We examine the distribution of the magnetic anisotropy experienced by a magnetic impurity embedded in a metallic nanograin. As an example of a generic magnetic impurity with a partially filled $d$ shell, we study the case of $d^1$ impurities embedded into ordered and disordered Au nanograins, described in terms of a realistic band structure. Confinement of the electrons induces a magnetic anisotropy that is large, and can be characterized by five real parameters, coupling to the quadrupolar moments of the spin. In ordered (spherical) nanograins, these parameters exhibit symmetrical structures and reflect the symmetry of the underlying lattice, while for disordered grains they are randomly distributed and, for stronger disorder, their distribution is found to be characterized by random matrix theory.
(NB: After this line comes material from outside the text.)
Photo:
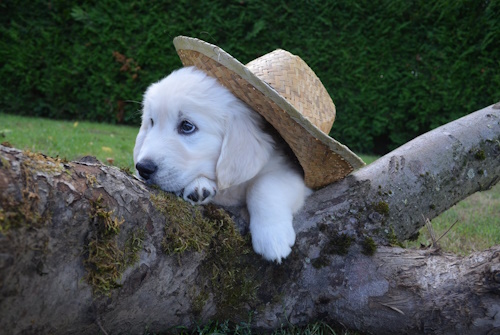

As a result, the probability of having small magnetic anisotropies $K_L$ is suppressed below a characteristic scale ${\Delta }_E$, which we predict to scale with the number of atoms $N$ as ${\Delta }_E\sim 1/N^{3/2}$. This gives rise to anomalies in the specific heat and the susceptibility at temperatures $T\sim {\Delta }_E$ and produces distinct structures in the magnetic excitation spectrum of the clusters that should be possible to detect experimentally.

Figure 1

Left: Anisotropy parameters in the $E$ plane for an ordered grain of 225 atoms (87 core atoms). Right: Anisotropies in the $E$ plane in case of 100 disordered Au nanograins. An ordered cluster is created by 225 atoms that fill completely the first six shells of the fcc structure, and with 11 extra atoms, randomly placed onto the next shell. The triangular structure of the anisotropy parameter distribution can still be observed.

Figure 2

Radial distribution of the magnetic anisotropy parameters (dots) in the $E$ plane in the case of $N_S=50$ samples with $N=225+25$ atoms. The continuous line presents the predictions of the Gaussian orthogonal ensemble. Inset: Distribution of $(K_1,K_2)$ in the $E$ plane for these 50 nanograins. At this level of disorder the triangular structure is almost entirely lost.

Figure 3

Orientational and disorder averaged excitation spectrum computed for an ensemble of 1000 randomly chosen and randomly oriented disordered nanograins $\left(N=225+40\right)$. The shape of the signal reflects the distribution of magnetic anisotropies while the small peak corresponds to transitions between the lowest Kramers doublets, split by the magnetic field. Inset: Spectra of selected grains, see the main text and Appendix pp5.

Figure 4

The $spd$ density of states (DOS) components of an ordered nanograin $\left(N=225\right)$ normalized to one atom. The calculated Fermi energy is ${\varepsilon }_F=7.4$ eV.

Figure 5

First- and second-order self-energy diagrams of the impurity spin. The dashed and continuous lines denote the propagators of the spin and the conduction electrons, respectively.

Figure 6

Calculated MA constant $K_L$ values for both ordered and disordered nanoballs. The ordered cluster has $N=225$ atoms, and the solid lines correspond to the values of $K_L$ calculated for the ordered case. The number of core sites is $N_c=87$, i.e., the MA is for atoms located in the center site and on the first six core shells—see the different colors. The number of all sites in disordered nanoballs is $N=265$, i.e., 40 extra atoms are put to the next three outermost shells. The number of sample is $N_S=50$.

Figure 7

The magnetic anisotropy parameters in the $T_2$ space in the case of an ordered nanograin $\left(N=225,N_c=87,N_S=1\right)$. The color coding is the same as in Fig. 6.

Figure 8

Radial distribution of the magnetic anisotropy parameters (dots) in $T_2$ space in the case of $N_S=50$ samples with $N=225+25$ atoms $\left(N_c=87\right)$. The continuous line presents the prediction of the Gaussian unitary ensemble. The obtained MA energy scale: ${\Delta }_T=0.13\text{meV}$.

Figure 9

The level spacing distribution for $N_S=50$ disordered nanograins with $N=225+25$ atoms in the $d$ band. The average level spacing is $\Delta =3.9$ meV. The data are well fitted by GSE.

Figure 10

Specific heat (in units of $k_B)$ of nanograins with magnetic impurities, obtained from the numerical integration in Eq. (F4) as a function of the normalized temperature, $\alpha =k_{B}T/{\Delta }_E$. This curve is universal for all disordered nanograins, where the MA constants follow a GOE-like universal distribution, Eq. (F3). The grain-specific information is hidden in the parameter ${\Delta }_E$.